Mas tirando casos como os da sardinha em Portugal ou do goraz em Espanha, tendemos a não dar grande importância às épocas dos peixes. E isso não acontece apenas nas nossas casas, mas também nos restaurantes. Só recentemente, diz o responsável da Nutrifresco, é que alguns chefs se mostram mais abertos a essa ideia e mais flexíveis quando chega a hora de comprar e o fornecedor lhes diz que naquele dia não há determinado peixe.

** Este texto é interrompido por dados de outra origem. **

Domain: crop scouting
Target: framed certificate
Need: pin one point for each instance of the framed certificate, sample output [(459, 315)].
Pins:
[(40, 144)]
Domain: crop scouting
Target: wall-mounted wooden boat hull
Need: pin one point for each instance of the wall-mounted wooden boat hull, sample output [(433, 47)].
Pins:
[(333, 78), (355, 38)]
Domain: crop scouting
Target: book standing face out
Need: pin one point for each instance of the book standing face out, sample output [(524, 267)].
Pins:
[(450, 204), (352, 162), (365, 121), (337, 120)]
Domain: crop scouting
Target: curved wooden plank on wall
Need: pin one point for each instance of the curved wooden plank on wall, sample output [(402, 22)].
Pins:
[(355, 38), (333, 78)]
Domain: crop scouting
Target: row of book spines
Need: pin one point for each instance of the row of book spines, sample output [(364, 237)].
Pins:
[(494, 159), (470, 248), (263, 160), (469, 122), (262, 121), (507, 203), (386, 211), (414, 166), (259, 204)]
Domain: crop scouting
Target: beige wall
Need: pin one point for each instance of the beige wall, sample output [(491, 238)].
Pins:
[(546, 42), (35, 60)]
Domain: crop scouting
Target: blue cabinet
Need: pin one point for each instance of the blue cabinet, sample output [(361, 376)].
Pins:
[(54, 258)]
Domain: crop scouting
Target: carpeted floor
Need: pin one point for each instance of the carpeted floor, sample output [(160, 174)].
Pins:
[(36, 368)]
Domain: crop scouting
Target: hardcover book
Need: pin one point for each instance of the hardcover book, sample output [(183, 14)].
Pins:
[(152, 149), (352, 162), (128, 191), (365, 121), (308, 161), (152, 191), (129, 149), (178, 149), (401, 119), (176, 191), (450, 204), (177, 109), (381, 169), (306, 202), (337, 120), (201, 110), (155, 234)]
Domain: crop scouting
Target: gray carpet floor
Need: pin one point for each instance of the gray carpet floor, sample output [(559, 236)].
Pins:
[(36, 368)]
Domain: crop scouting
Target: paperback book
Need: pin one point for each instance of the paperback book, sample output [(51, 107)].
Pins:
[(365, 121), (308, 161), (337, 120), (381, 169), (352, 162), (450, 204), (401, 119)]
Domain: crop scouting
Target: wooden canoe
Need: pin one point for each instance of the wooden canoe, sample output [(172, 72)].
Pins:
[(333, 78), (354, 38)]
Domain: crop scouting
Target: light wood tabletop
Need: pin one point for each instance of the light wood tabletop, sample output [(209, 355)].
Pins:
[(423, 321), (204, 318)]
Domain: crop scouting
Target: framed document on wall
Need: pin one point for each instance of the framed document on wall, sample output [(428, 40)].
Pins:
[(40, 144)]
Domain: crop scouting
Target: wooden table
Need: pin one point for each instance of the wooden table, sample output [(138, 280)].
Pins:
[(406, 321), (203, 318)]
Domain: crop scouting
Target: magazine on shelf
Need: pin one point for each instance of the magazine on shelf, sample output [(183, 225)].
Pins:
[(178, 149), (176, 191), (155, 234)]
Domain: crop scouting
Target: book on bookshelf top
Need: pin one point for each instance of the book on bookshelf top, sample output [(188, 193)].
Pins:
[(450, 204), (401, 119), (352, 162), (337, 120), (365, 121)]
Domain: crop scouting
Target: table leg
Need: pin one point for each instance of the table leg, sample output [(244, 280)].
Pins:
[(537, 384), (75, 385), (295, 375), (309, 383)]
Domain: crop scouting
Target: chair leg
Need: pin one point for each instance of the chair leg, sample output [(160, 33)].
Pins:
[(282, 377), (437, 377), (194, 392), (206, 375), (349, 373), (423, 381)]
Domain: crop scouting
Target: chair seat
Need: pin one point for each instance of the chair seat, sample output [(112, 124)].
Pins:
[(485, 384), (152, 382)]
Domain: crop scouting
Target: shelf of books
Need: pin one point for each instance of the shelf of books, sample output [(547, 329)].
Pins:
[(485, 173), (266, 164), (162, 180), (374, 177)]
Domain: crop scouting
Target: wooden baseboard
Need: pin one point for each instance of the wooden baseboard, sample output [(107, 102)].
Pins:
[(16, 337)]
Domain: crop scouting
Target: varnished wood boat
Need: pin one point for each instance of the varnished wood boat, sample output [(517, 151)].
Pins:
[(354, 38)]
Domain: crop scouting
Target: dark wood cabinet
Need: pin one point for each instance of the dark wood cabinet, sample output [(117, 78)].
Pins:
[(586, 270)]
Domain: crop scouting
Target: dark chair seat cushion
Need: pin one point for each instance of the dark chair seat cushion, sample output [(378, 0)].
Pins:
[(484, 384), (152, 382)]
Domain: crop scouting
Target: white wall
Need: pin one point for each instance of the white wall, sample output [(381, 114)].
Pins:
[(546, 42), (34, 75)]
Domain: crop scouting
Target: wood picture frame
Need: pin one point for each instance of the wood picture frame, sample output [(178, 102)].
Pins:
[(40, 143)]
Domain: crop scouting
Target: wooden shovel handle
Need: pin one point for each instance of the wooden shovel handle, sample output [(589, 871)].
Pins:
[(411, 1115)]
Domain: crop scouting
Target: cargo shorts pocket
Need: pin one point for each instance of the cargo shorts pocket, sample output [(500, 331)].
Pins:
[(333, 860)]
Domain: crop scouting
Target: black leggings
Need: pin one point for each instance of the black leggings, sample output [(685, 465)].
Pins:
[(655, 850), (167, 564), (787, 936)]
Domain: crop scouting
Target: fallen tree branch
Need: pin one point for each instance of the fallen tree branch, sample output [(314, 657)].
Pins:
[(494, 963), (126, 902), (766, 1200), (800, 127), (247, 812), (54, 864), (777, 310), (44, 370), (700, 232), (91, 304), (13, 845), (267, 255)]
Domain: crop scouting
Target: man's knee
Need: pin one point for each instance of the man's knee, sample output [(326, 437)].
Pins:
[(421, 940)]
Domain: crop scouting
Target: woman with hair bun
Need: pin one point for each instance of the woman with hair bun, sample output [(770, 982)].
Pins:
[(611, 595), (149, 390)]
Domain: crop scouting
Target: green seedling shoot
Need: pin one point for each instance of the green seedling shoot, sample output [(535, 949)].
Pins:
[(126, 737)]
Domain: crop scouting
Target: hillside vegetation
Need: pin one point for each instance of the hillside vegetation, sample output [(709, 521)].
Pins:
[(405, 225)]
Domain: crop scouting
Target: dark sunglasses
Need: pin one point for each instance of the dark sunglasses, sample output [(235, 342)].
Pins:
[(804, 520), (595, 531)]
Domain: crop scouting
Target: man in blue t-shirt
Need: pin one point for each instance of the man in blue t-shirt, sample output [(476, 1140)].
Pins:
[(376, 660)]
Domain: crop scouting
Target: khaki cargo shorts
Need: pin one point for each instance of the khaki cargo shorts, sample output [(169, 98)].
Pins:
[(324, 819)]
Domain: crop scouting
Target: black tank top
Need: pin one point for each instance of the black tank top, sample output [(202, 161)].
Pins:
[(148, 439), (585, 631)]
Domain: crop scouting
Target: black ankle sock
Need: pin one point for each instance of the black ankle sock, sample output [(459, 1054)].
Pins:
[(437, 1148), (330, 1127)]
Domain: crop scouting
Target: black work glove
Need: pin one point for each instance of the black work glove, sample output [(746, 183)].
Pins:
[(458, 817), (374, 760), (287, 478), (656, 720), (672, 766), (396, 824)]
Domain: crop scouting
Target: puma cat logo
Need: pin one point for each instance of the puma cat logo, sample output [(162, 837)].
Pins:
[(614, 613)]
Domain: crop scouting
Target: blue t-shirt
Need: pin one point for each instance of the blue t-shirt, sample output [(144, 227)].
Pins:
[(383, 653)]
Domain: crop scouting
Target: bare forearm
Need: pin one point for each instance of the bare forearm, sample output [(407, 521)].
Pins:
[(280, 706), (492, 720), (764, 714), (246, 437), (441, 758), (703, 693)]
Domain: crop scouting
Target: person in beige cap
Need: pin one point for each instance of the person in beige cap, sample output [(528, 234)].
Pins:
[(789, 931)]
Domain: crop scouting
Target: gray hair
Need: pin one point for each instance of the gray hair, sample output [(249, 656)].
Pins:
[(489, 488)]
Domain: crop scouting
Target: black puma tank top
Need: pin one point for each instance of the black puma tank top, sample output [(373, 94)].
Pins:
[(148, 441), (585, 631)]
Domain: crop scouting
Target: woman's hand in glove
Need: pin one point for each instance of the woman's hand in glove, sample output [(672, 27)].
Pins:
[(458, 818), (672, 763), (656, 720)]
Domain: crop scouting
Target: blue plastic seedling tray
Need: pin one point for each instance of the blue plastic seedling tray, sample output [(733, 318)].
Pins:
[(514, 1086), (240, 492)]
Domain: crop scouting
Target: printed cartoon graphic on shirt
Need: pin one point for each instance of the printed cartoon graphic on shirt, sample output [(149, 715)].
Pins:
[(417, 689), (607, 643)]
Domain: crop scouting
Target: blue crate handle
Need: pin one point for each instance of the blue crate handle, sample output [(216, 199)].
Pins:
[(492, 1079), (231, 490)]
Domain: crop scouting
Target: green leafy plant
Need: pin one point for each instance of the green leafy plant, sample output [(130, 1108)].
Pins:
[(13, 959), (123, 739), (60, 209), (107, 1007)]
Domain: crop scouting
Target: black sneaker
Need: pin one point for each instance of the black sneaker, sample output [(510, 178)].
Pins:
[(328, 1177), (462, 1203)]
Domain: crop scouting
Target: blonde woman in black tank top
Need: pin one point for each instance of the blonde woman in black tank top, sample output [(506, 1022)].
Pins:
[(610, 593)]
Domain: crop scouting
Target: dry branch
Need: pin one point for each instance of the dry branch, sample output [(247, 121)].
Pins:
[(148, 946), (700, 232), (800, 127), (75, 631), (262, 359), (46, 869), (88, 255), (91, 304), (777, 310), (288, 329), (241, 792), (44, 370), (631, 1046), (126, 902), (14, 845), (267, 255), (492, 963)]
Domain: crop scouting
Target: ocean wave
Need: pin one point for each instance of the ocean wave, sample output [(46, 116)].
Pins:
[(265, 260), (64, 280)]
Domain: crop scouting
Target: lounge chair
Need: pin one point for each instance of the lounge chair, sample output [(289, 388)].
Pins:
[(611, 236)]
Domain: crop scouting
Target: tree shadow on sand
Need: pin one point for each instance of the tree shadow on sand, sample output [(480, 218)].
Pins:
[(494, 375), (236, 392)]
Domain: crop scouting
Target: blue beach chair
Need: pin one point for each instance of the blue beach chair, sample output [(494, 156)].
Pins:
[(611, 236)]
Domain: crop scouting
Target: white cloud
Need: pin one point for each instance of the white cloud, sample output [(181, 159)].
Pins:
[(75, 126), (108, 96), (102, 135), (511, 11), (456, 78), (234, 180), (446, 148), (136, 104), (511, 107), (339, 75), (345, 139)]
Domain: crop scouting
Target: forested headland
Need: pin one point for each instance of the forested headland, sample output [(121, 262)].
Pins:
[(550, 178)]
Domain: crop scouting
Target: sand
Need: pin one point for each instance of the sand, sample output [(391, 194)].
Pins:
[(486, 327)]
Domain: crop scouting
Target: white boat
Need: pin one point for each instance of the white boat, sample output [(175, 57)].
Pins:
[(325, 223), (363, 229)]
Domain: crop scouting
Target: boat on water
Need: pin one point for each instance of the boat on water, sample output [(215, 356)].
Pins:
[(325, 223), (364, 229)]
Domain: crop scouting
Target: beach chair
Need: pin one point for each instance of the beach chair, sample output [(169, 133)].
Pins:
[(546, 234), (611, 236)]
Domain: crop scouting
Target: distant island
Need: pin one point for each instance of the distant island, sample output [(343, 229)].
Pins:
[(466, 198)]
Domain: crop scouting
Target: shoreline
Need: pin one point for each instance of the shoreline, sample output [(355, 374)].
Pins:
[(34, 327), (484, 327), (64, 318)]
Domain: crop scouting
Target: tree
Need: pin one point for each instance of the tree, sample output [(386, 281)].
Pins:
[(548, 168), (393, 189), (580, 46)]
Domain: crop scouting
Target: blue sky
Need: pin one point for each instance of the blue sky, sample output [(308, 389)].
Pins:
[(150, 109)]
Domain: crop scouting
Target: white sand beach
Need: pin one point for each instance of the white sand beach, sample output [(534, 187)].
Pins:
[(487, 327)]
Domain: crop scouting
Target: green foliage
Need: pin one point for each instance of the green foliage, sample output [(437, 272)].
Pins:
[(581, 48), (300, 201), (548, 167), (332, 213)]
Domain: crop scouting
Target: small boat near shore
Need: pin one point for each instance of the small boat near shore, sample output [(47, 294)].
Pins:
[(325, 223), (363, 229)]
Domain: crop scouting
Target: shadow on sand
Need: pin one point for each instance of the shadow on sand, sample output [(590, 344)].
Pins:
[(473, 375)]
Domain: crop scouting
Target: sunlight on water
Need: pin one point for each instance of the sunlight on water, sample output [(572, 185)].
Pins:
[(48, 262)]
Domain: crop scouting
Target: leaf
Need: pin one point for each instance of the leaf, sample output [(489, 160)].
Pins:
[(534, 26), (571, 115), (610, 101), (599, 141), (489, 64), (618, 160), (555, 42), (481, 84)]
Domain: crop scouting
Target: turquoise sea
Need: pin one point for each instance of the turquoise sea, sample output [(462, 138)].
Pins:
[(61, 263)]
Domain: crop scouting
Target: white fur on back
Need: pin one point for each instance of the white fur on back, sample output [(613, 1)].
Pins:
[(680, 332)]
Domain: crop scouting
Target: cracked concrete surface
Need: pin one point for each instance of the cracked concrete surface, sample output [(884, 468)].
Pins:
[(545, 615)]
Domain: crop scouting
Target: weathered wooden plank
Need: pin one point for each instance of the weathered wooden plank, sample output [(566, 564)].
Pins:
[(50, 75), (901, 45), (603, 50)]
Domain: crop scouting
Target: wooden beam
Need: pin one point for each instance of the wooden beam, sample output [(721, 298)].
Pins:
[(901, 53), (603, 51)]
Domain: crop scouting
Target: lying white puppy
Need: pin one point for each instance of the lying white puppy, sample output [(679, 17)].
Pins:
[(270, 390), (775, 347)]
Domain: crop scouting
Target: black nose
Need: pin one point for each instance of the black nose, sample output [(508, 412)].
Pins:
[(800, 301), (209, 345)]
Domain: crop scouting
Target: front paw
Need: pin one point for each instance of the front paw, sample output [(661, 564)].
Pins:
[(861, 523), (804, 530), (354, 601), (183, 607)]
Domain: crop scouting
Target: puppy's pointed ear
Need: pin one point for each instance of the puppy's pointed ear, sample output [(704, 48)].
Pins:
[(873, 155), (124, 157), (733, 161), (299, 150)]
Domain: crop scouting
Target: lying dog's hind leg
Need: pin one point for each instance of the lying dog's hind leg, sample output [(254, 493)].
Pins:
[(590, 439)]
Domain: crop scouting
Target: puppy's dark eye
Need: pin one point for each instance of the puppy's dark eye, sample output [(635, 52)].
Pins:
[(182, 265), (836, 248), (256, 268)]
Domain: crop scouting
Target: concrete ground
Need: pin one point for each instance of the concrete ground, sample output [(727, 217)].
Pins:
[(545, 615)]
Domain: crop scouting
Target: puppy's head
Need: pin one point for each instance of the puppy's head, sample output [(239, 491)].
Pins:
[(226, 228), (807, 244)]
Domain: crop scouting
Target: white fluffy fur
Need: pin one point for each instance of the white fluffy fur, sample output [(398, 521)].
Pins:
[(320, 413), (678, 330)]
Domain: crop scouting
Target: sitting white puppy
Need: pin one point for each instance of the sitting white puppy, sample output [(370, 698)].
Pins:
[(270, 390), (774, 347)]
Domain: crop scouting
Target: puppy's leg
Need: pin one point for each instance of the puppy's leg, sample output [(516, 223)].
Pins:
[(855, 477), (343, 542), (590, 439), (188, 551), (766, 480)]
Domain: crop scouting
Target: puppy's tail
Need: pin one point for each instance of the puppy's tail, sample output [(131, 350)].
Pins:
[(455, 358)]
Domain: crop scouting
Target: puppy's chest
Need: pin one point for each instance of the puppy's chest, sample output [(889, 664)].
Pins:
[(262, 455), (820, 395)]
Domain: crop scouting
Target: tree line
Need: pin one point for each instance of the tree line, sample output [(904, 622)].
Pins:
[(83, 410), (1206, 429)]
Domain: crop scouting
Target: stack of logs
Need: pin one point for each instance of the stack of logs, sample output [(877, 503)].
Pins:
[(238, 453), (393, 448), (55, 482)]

São, contudo, ainda muitos os restaurantes que, tendo um menu fixo (mesmo que decidido a cada estação), não o querem alterar — se têm robalo na carta, têm que apresentar robalo todos os dias. “Muitos chefs optam por um determinado peixe, afinam a receita perfeita e depois cristalizam aquilo e levam o ano inteiro a cozinhar o mesmo peixe”, constata Pedro. A alternativa — que é algo que os restaurantes tradicionais e mais populares sempre fizeram — é dizer que o que há é o “peixe do dia”. A vantagem é que será sempre o mais fresco.

Os peixes, resume, “estão sempre na melhor forma antes de desovarem”. É a altura em que estão mais gordos, com melhor textura e mais saborosos. Mas, lembra, como “o óptimo é inimigo do bom”, há um lado negativo nas capturas nesse período: se não se deixa o peixe desovar, a médio e longo prazo haverá menos peixe no mar. “O que é melhor do ponto de vista gastronómico não é necessariamente o melhor do ponto de vista da reprodução. Nós gostamos de um peixe gordo e ovado. Numa perspectiva ambiental, era melhor que o deixássemos ficar nas águas para desovar.”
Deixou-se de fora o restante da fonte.